Ann Rheum Dis. 2013 Nov;72(11):1777-85. doi: 10.1136/annrheumdis-2012-202035. Epub 2012 Nov 17.
To assess long-term golimumab efficacy/safety in patients with active psoriatic arthritis (PsA).
Adult PsA patients (≥3 swollen, ≥3 tender joints, active psoriasis) were randomly assigned to subcutaneous injections of placebo, golimumab 50 mg or 100 mg every 4 weeks (q4wks) through week 20. All patients received golimumab 50 or 100 mg beginning week 24. Findings through 2 years are reported. Efficacy evaluations included ≥20% improvement in American College of Rheumatology (ACR20) response, good/moderate response in Disease Activity Scores incorporating 28 joints and C-reactive protein (DAS28-CRP), ≥75% improvement in Psoriasis Area and Severity Index (PASI75) and changes in PsA-modified Sharp/van der Heijde scores (SHS).

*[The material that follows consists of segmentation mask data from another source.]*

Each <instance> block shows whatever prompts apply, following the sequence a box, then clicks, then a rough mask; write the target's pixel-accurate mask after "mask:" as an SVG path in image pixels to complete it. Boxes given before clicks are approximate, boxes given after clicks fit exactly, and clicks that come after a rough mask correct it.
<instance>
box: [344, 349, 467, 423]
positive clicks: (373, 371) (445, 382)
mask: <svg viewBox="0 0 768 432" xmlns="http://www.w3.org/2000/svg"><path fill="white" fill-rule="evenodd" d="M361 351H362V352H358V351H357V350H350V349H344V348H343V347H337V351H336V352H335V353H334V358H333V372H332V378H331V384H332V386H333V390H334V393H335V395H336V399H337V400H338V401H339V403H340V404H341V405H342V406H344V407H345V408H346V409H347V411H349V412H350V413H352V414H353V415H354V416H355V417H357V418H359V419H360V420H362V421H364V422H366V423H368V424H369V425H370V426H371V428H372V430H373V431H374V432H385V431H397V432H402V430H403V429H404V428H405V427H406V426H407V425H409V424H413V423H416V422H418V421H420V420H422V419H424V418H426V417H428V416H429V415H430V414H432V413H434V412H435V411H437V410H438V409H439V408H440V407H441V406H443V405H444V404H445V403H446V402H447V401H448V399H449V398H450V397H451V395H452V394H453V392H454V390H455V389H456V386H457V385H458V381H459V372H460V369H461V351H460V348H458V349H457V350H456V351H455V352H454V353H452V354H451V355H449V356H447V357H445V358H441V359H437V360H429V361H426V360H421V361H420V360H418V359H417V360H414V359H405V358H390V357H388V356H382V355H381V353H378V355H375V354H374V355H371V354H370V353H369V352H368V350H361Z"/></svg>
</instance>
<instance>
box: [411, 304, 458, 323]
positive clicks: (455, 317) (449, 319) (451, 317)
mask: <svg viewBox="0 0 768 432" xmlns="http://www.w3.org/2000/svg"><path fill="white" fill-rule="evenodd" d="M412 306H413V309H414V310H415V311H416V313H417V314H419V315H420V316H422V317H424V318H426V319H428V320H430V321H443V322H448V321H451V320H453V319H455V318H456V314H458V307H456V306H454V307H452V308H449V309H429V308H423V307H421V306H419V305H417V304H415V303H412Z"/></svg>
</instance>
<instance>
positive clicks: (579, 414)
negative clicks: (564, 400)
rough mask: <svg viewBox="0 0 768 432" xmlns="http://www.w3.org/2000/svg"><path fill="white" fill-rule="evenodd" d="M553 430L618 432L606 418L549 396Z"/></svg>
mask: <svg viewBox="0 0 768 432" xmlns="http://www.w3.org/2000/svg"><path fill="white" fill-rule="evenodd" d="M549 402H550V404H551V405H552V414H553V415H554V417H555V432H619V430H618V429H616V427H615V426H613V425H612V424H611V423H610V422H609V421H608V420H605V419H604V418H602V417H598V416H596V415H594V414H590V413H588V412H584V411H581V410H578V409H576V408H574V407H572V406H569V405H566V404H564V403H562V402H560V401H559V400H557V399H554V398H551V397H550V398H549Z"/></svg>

Golimumab treatment through 2 years was effective in maintaining clinical response (response rates: ACR20 63%-70%, DAS28-CRP 77%-86%, PASI75 56%-72%) and inhibiting radiographic progression (mean change in PsA-modified SHS in golimumab-treated patients: -0.36), with no clear difference between doses. No new safety signals were identified through 2 years. With the study's tuberculosis screening and prophylactic measures, no patient developed active tuberculosis through 2 years.
Golimumab 50 and 100 mg for up to 2 years yielded sustained clinical and radiographic efficacy when administered to patients with active PsA. Increasing the golimumab dose from 50 to 100 mg q4wks added limited benefit. Golimumab safety through up to 2 years was consistent with other antitumour necrosis factor α agents used to treat PsA. Treatment of patients with latent tuberculosis identified at baseline appeared to be effective in inhibiting the development of active tuberculosis.
评估戈利木单抗治疗活动性银屑病关节炎(PsA)患者的长期疗效/安全性。
成年活动性 PsA 患者(≥3 个肿胀关节、≥3 个压痛关节、活动性银屑病)按 1:1:1 随机分配至安慰剂、戈利木单抗 50mg 或 100mg 组,每 4 周(q4wks)皮下注射 1 次,治疗 20 周。所有患者自第 24 周开始均接受戈利木单抗 50mg 或 100mg 治疗。报告至 2 年的研究结果。疗效评估包括美国风湿病学会(ACR)20%应答率(ACR20)、28 个关节和 C 反应蛋白(DAS28-CRP)疾病活动度评分(DAS28-CRP)的良好/中度应答率、银屑病面积和严重程度指数(PASI75)的≥75%改善率及 PsA 改良 Sharp/van der Heijde 评分(SHS)的变化。
戈利木单抗治疗 2 年可有效维持临床应答(应答率:ACR20 63%-70%、DAS28-CRP 77%-86%、PASI75 56%-72%)和抑制影像学进展(戈利木单抗治疗患者 PsA 改良 SHS 的平均变化值为-0.36),不同剂量间无明显差异。2 年内未发现新的安全性信号。通过结核筛查和预防措施,2 年内无患者发生活动性结核病。
戈利木单抗 50mg 和 100mg 治疗长达 2 年,可使活动性 PsA 患者获得持续的临床和影像学疗效。戈利木单抗剂量由 50mg 增至 100mg/q4wks 可带来有限的额外获益。戈利木单抗治疗 2 年的安全性与其他用于治疗 PsA 的抗肿瘤坏死因子α药物一致。治疗基线时发现的潜伏性结核患者似乎可有效抑制活动性结核病的发生。